A digital workplace creates a sense of community
Central to creating a sense of employee engagement is the idea of belonging.
Employees look for an organisation with a strong sense of community that visibly includes people like them. Employees want to socialise, celebrate their colleagues and feel part of the organisation’s wider success.
A solid digital workplace strategy is essential for achieving all of these things.
Unlike standard internal communications tools like email, modern digital workplace technology like cloud business applications and mobile intranets are a great leveller for employee experience. This is because anyone can access them – desk-based employees, remote workers, frontline workforces and even those without corporate email accounts.
Such communal, company-wide solutions help employees feel recognised as valued community members and team players, which they experience in a number of ways. For example:
- Being updated on the latest strategic direction
- The chance to network virtually with senior members of staff
- Participating in company-wide discussions
- Having a say in how their workplace is run using employee engagement surveys
- Being able to take advantage of online training thanks to easy access to digital learning in the workplace
A digital workplace increases collaboration
One of the cornerstones of good employee engagement is that employees can see their work contributing to a larger, worthwhile goal.
(Image source: cidp.co.uk)
This is the difference between employees who show up to work to get paid and employees who love their job and put their heart and soul into it. In other words, it’s the difference between presenteeism and true, enthusiastic employee engagement.
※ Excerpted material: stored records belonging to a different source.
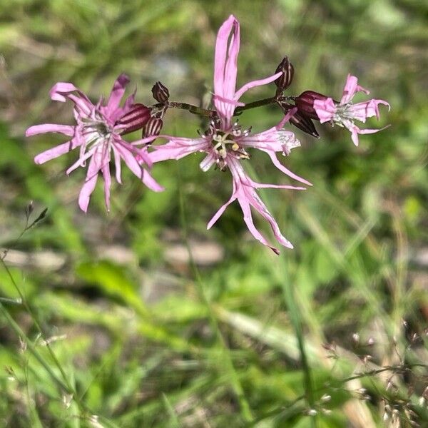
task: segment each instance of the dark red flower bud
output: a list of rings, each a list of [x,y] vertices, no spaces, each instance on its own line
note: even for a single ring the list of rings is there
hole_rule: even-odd
[[[156,82],[152,88],[153,98],[158,102],[165,104],[169,99],[169,91],[160,82]]]
[[[293,104],[287,103],[280,103],[280,106],[285,113],[295,107]],[[317,132],[313,122],[298,110],[290,118],[290,123],[312,137],[315,137],[316,138],[320,138],[320,134]]]
[[[327,98],[325,95],[313,91],[305,91],[295,98],[295,103],[300,113],[303,113],[311,119],[319,121],[320,118],[314,108],[314,101],[315,100],[326,100]]]
[[[292,76],[294,76],[294,67],[292,64],[288,61],[288,57],[285,56],[284,59],[279,63],[275,73],[282,71],[282,74],[275,81],[275,84],[277,86],[277,95],[282,93],[282,91],[287,89],[291,82],[292,81]]]
[[[126,134],[143,128],[151,118],[151,109],[144,104],[134,104],[131,110],[116,121],[115,126],[121,127]]]
[[[160,118],[152,117],[150,118],[143,133],[143,137],[151,137],[158,136],[163,126],[163,121]]]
The key to encouraging this? Creating and maintaining easy ways to collaborate across the business.
Collaboration tools don’t just make it easier to work on a day-to-day basis – they also make it so much easier for employees to see the wider impact of their work.
Digital workplace tools like discussion forums and social feeds contribute to such visibility. Discussion forums and informal collaboration spaces make it significantly easier for collaboration to happen organically. Employees can also contribute to discussions around best practice across the company, so they can contribute to – and feel invested in – its successes.
Meanwhile, social intranets and instant messaging make collaboration much less “stuffy” and “formal” than email. This is because of the instant, casual and relaxed user experience these tools share with social media sites. As a result, it becomes easier and less intimidating to build workplace relationships – even digitally.
A digital workplace streamlines communication
It’s difficult for employees to engage with an organisation that doesn’t communicate with them.
This is true for both corporate news and more operational internal communications.
Workforces feel respected by their employers when they clearly delineate and communicate expectations regarding working hours, shift patterns, deadlines, overtime and taking leave. Employees are engaged more as a result – and come to work prepared and ready to give their all.
Operational communication errors aren’t necessarily borne of malice – they often arise from the complexities of managing a multi-faceted workforce over multiple communication channels. Nevertheless, their effect can be profound.
By using digital tools like mobile intranets, you create a single access point for all employee communications so that no-one feels left out or let down. Rather than three different email threads with different ideas on what the project deadline is, there’s just one version. Rather than having three different versions of a rota floating round, there’s only one – and your employees receive real-time notifications whenever it’s updated.
Digital workplaces also automate major HR business processes, such as booking annual leave, so that employees don’t need to spend breaks or valuable hours at home chasing up paperwork – a further mark of how you respect their time and work-life balance needs.
As a result, your workplace becomes a more cohesive, upbeat space that employees enjoy spending time in.